Avant de se lancer dans les valeurs numériques sur les différents points du cycle il pourrait sembler nécessaire de mesurer 2 masses : la masse d'air entrant dans le cylindre et la masse de gaz participant aux transformations. La différence mérite de s'y arrêter un instant.
A la fin de l'échappement, le piston est au PMH mais il reste un petit volume entre lui et la culasse. Les gaz brûlés contenus dans ce volume sont-ils éjectés vers l'extérieur ou restent-ils dans la chambre de combustion ? Dans le premier cas, le volume admis sera égal à (V1) alors que dans le second cas il sera égal à (Vu_). La nuance peut paraître faible mais elle influe sur le calcul de l'apport énergétique du gazole.
Pour un moteur à essence on considère qu'il reste des gaz imbrûlés en fin d'échappement. Mais pour un diesel, le phénomène de -balayage- fait qu'en fin d'admission il n'y a plus que de l'air. On est donc conduit à considérer, pour un moteur diesel, que la masse d'air entrant est égale à la masse de gaz participant aux transformations : m = (p1 . V1) / (r . T1) d'après la loi de Mariotte (*).
Le gazole (gasoil) est extrait du pétrole et contient majoritairement de l'hexa-décane (C16H34). Pour les calculs on a besoin :
-du rapport (masse d'air entrant / masse de carburant injecté) conduisant à une combustion stoechiométrique (*) du carburant. Ici ce rapport est voisin de 15.
-du pouvoir calorifique (*) du carburant, pci = 44.000.000 J/kg.

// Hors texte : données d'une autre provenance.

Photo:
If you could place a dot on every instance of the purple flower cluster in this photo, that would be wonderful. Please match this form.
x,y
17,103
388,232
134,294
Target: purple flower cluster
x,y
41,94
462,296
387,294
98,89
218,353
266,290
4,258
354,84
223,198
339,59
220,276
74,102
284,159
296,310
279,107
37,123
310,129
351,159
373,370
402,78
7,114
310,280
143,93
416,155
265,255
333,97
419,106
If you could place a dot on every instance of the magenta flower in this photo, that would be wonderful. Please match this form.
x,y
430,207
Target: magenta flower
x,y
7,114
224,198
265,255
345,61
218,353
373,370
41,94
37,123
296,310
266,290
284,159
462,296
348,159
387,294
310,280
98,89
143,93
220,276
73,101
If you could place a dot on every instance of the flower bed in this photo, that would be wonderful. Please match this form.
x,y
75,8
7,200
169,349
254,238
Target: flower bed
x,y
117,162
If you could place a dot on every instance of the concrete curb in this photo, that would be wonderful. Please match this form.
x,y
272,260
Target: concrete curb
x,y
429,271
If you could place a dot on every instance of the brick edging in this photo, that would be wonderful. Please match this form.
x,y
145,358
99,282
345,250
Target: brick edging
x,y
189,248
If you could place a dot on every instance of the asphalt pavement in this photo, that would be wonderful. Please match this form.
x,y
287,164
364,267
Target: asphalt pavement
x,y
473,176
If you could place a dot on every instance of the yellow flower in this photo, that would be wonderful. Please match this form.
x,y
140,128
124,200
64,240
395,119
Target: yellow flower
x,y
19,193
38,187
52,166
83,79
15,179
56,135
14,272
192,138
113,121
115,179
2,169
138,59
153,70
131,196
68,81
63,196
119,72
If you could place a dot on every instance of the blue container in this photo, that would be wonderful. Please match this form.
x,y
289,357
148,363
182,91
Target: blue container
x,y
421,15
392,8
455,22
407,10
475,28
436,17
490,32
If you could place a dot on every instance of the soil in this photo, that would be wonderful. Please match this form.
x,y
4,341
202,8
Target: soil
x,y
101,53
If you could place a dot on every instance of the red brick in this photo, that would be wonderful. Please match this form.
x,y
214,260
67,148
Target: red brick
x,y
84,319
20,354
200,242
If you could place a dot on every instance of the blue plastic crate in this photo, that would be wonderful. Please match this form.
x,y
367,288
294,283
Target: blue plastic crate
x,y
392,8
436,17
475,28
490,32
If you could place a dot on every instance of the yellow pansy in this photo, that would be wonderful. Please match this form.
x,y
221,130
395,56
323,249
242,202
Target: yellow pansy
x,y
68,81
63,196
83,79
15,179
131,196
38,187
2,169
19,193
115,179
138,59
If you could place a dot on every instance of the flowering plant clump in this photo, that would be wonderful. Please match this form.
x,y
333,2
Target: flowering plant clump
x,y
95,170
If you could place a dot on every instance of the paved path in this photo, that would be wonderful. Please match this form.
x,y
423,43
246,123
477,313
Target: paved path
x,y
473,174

Elles sont les suivantes :
Masse (m) en kg (kilogramme)
Pressions (p) en Pa (Pascal)
Volumes (V) en m3 (mètre-cube)
Températures (T) en K (Kelvin) ; par exemple 15° Celsius = 15 + 273 = 288 K

Dans le diagramme, on voit apparaître trois types de courbes :
- Courbe verticale (à volume contant) appelée isochore,
- Courbe horizontale (à pression constante) appelée isobare,
- Courbe arrondie (arc d'exponentielle) appelée isentropique ou adiabatique.
A chaque courbe correspond un type de calcul.
Compression adiabatique. Elle est régie par la loi : p1 . V1 γ = p2 . V2 γ.
Comme on connaît p1, V1, V2 et γ on peut calculer p2.
Ensuite, par application de p2 . V2 = m. r. T2 (loi de Mariotte ), on trouve T2.
Combustion isobare. Comme la pression reste constante p3 = p2
L'apport énergétique dû à la combustion du gazole donne une quantité de chaleur Q 2-3 = mc . pci (masse de gazole x pouvoir calorifique).
Pour une transformation isobare, ce terme Q 2-3 est égal à [(m . r . γ / ( γ - 1)] (T3 - T2) ce qui permet de calculer T3 puis V3 (avec la loi de Mariotte ).
Détente adiabatique. On retrouve la même loi que pour la transformation 1-2. Et comme V4 = V1 on peut calculer p4 et T4.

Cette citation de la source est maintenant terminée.